The apparent motive for gunning down the couple in their country cottage was the republican connections of some members of their family. The killings were immediately followed by appeals from religious and community leaders for no retaliation.
The dead couple have been named as Charlie and Teresa Fox, who lived near Moy and were aged 63 and 53 respectively. They were shot dead on Sunday night, but their bodies were not discovered until yesterday morning by their two daughters.
A nurse called to the scene said she found Mrs Fox in the kitchen dressed in outdoor clothes, and her husband in the next room in his nightclothes. A car believed to have been used by the killers was found burnt out about a mile away late on Sunday.
On 28 August a son of the dead couple, Patrick Daniel Fox, 23, was jailed for 12 years when he admitted possessing a 1,250lb (567kg) bomb. A previous court hearing was told the RUC believed he had been a member of an IRA team in continental Europe.
Kevin McKearney, who was a son-in-law of the Foxes, was shot dead in his father's butcher's shop in Moy last August. Two of his brothers were killed while on IRA 'active service', one of them shot dead by the SAS in the Loughgall ambush in 1987.
The Foxes lived in a district which is religiously mixed, and were known to both sides as a staunch republican family. Their connection with the McKearneys strengthened this reputation, and such a web of family connections may have been enough to satisfy extreme loyalists that the Foxes were fair game for murder.
The immediate suspects for the killings will be a loyalist gang based in the Lurgan and Portadown areas of Co Armagh, who have shown no compunction in the past about shooting uninvolved Catholics, including women. The burnt-out car was found at the intersection of a motorway which leads to their home district.
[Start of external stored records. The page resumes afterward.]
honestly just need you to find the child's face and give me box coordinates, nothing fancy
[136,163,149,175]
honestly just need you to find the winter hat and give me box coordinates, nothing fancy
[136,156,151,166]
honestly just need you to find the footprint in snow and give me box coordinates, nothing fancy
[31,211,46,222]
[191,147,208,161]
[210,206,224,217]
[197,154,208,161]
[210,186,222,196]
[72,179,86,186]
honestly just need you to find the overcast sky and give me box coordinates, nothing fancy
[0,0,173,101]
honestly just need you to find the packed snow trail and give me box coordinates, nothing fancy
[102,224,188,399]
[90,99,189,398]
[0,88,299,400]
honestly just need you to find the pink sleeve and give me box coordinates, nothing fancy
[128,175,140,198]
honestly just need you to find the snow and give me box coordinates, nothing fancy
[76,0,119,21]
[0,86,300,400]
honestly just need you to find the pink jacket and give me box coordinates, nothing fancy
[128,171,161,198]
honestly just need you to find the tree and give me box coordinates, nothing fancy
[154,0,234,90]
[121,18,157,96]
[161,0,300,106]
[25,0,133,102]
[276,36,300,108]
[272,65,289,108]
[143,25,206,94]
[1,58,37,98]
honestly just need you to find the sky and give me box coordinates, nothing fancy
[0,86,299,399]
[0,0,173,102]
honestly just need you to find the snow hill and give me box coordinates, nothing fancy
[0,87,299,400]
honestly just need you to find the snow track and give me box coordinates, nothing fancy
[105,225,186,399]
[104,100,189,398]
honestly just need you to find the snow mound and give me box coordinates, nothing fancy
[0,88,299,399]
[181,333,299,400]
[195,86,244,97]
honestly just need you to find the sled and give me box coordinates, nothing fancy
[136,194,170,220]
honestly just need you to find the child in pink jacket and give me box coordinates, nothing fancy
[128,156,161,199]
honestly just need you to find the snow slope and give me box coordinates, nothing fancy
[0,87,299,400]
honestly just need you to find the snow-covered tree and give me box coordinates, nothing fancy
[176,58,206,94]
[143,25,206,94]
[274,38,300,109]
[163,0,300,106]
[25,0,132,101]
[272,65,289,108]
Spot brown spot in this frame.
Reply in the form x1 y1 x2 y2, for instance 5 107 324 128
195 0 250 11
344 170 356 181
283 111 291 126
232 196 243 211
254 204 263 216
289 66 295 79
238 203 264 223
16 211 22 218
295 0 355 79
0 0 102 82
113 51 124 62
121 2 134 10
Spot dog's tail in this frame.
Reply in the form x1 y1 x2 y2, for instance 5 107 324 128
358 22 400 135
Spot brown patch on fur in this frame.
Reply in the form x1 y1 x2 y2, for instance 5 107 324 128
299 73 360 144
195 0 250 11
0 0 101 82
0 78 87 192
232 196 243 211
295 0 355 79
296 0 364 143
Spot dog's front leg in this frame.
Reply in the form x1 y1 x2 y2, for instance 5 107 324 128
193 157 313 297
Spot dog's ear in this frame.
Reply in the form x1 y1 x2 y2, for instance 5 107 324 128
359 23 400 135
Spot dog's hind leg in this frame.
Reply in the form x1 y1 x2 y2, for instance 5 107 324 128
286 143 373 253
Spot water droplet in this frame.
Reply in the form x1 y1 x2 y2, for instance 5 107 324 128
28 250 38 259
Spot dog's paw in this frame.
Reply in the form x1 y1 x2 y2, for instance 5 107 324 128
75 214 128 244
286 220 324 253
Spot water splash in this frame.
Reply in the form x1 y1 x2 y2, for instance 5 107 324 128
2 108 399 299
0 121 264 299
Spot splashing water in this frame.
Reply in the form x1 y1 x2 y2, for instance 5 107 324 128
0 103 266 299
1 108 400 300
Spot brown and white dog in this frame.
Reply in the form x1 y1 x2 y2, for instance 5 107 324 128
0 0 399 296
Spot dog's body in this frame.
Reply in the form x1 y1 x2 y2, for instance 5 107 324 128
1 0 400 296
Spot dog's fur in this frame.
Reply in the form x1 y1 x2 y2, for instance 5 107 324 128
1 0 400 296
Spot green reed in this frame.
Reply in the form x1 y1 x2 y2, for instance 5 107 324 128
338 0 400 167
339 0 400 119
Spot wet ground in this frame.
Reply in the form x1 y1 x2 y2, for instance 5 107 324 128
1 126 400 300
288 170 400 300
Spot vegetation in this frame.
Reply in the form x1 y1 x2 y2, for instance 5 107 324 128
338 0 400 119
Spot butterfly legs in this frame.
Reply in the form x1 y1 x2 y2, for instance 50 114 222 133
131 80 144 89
Locally, the killing has revived memories of some of the darkest days of the troubles. In the early and mid-1970s there were so many killings of Catholics that that part of the country was known as 'the murder triangle'. Two other elderly Catholic couples died at loyalist hands during that period.
The Foxes were described by the Tyrone priest Father Denis Faul as 'very simple, decent, innocent people', while the Church of Ireland Archbishop Dr Robin Eames denounced 'this barbarous act'. Ken Maginnis, the Unionist MP, said the shootings were 'a blasphemy before God', with the Alliance describing them as the work of satanic minds.